- Galashki ambush: Part of Second Chechen War
| Date | May 11, 2000 |
| Location | Near Galashki, Ingushetia |
| Result | Chechen victory |

Belligerents
- Russia: Chechen Republic of Ichkeria

Commanders and leaders
- Cpt. Sergei Maziyev: Ruslan Khuchbarov

Strength
- 22: 15–35

Casualties and losses
- Official figure: 19 killed 2 wounded: No casualties

= Galashki ambush =

2000 incident in Russia

Galashki ambush took place of May 11, 2000, when the separatist militants from the group of Shamil Basayev, led by a Galashki native Ruslan Khuchbarov, attacked and destroyed a convoy of the Russian Interior Ministry paramilitary forces in the Republic of Ingushetia.
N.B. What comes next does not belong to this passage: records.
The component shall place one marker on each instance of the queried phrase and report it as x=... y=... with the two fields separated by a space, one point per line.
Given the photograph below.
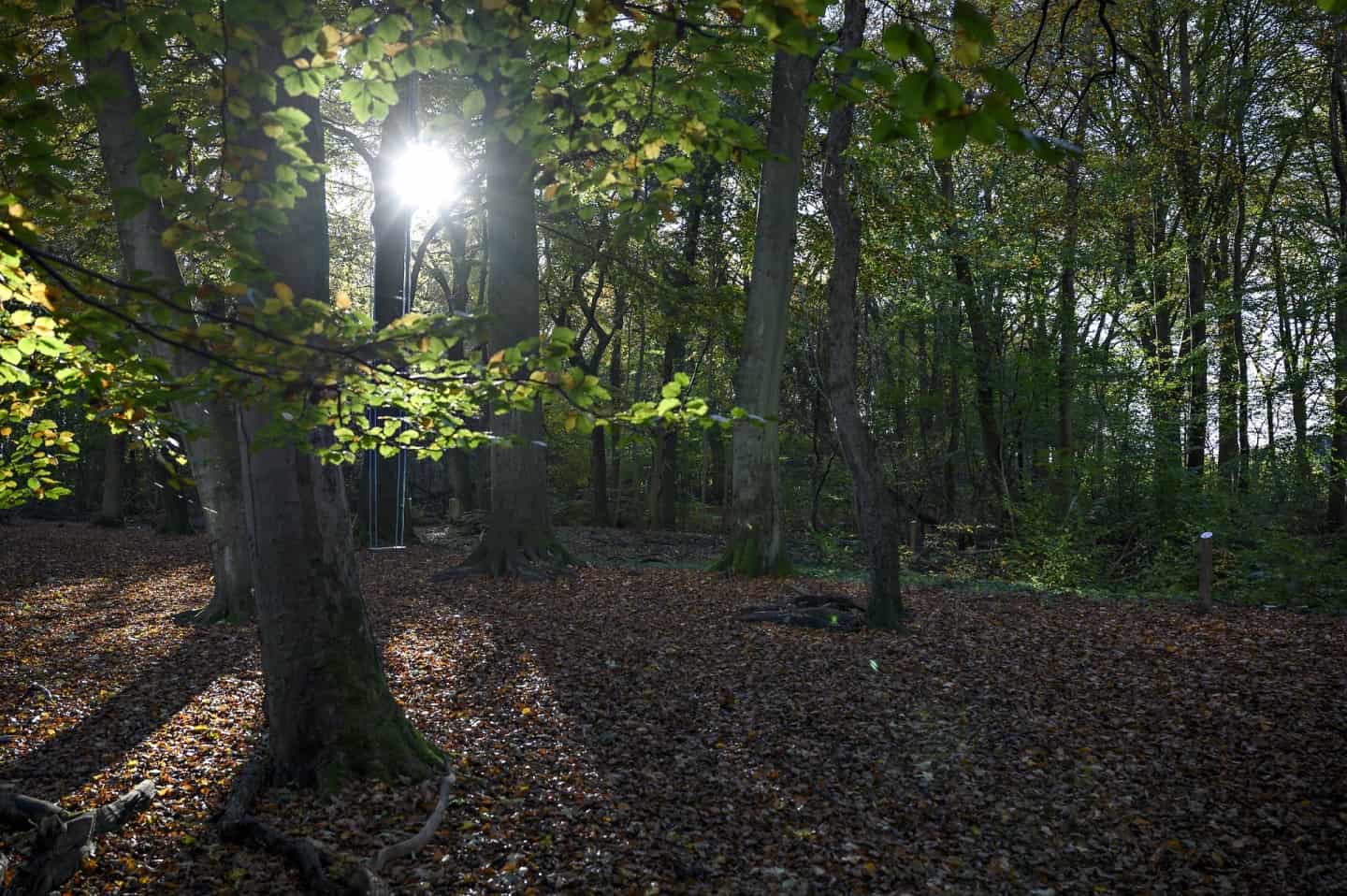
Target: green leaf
x=473 y=104
x=973 y=23
x=888 y=128
x=1003 y=81
x=949 y=137
x=982 y=127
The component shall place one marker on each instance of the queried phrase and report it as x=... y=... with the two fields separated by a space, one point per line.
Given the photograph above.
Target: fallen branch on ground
x=61 y=841
x=320 y=867
x=811 y=611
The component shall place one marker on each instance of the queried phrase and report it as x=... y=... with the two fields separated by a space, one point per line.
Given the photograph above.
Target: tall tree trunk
x=330 y=712
x=1065 y=474
x=1156 y=332
x=519 y=529
x=211 y=434
x=173 y=501
x=758 y=542
x=1291 y=363
x=1227 y=370
x=664 y=482
x=600 y=450
x=983 y=346
x=113 y=462
x=877 y=511
x=1338 y=130
x=664 y=477
x=459 y=459
x=1188 y=171
x=382 y=519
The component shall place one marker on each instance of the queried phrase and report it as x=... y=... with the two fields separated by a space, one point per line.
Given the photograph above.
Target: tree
x=758 y=541
x=211 y=440
x=330 y=713
x=876 y=508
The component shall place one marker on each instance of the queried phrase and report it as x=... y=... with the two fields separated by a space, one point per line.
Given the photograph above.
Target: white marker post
x=1205 y=572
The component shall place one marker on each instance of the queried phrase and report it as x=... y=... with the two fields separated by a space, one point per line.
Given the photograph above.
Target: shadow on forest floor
x=618 y=731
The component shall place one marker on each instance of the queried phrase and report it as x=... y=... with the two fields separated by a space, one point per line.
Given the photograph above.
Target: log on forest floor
x=322 y=869
x=60 y=841
x=811 y=611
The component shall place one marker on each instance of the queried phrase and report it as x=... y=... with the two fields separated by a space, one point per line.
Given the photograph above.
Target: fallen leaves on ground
x=620 y=731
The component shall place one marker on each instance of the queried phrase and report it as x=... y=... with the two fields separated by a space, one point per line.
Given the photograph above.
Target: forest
x=712 y=446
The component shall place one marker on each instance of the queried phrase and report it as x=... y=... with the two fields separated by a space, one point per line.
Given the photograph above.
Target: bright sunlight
x=426 y=177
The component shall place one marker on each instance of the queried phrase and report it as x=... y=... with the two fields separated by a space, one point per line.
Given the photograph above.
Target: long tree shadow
x=94 y=663
x=95 y=742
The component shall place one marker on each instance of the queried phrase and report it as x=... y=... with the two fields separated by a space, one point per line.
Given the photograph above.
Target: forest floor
x=621 y=731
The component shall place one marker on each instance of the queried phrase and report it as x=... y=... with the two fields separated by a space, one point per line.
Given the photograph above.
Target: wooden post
x=1205 y=572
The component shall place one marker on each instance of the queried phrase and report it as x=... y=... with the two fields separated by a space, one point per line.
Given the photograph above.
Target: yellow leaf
x=329 y=36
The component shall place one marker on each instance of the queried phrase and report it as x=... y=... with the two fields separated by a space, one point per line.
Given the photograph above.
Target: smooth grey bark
x=459 y=461
x=877 y=511
x=1338 y=311
x=985 y=352
x=519 y=535
x=1065 y=324
x=758 y=539
x=1292 y=357
x=329 y=708
x=391 y=224
x=664 y=479
x=173 y=501
x=1188 y=173
x=113 y=459
x=211 y=441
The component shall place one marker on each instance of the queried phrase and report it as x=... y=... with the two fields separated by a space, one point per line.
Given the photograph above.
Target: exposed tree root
x=526 y=559
x=60 y=841
x=217 y=612
x=811 y=611
x=322 y=871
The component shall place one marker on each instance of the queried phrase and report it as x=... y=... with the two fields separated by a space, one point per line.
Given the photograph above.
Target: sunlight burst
x=426 y=177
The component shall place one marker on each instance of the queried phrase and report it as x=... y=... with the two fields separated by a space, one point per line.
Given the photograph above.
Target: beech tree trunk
x=983 y=348
x=458 y=459
x=758 y=539
x=330 y=712
x=1188 y=173
x=113 y=461
x=1065 y=465
x=876 y=510
x=211 y=434
x=384 y=492
x=1338 y=128
x=519 y=529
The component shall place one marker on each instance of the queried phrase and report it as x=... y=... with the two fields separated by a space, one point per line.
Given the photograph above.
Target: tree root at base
x=835 y=612
x=60 y=841
x=524 y=563
x=322 y=871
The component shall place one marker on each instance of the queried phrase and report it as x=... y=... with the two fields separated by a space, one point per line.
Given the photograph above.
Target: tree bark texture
x=877 y=513
x=330 y=712
x=211 y=436
x=758 y=539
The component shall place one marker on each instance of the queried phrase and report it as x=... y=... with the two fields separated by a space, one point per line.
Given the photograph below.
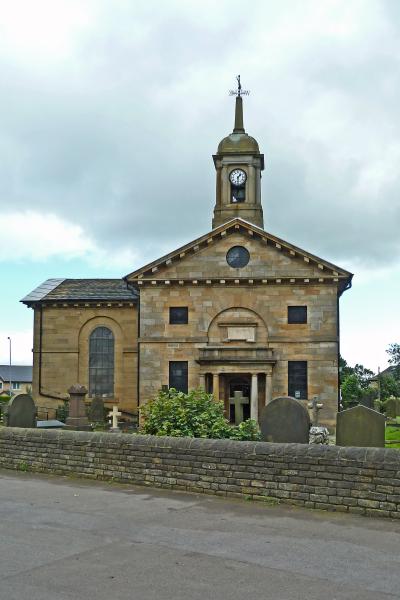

The incident was the first major act of violence linked to the Second Chechen War in Ingushetia and the first major rebel raid outside the neighbouring Chechnya since war began in 1999.

==Battle==
According to the Russian sources, in the convoy there were 22 Internal Troops servicemen from Altai Krai, returning aboard two military trucks to Vladikavkaz, capital city of the Republic of North Ossetia–Alania, having completed a tour of duty in Ingushetia. At about 12 am, at a highway near the village of Galashki, a group of rebels located in the woods overlooking the road suddenly opened fire on them with grenade launchers and machine guns (some sources also mention mortar and sniper fire), disabling the first truck and then quickly obliterating the whole convoy. Following their attack, the rebels managed to escape the pursuit and vanished into the forest near the village of Bamut in Chechnya.

==Aftermath==
According to the Chechen separatist website Kavkaz Center, three heavy trucks and two BTR armored vehicles were destroyed, while "not less than 40" Russian soldiers were killed by an unspecified unit of fighters from the Southwestern Front of the Armed Forces of the Chechen Republic of Ichkeria.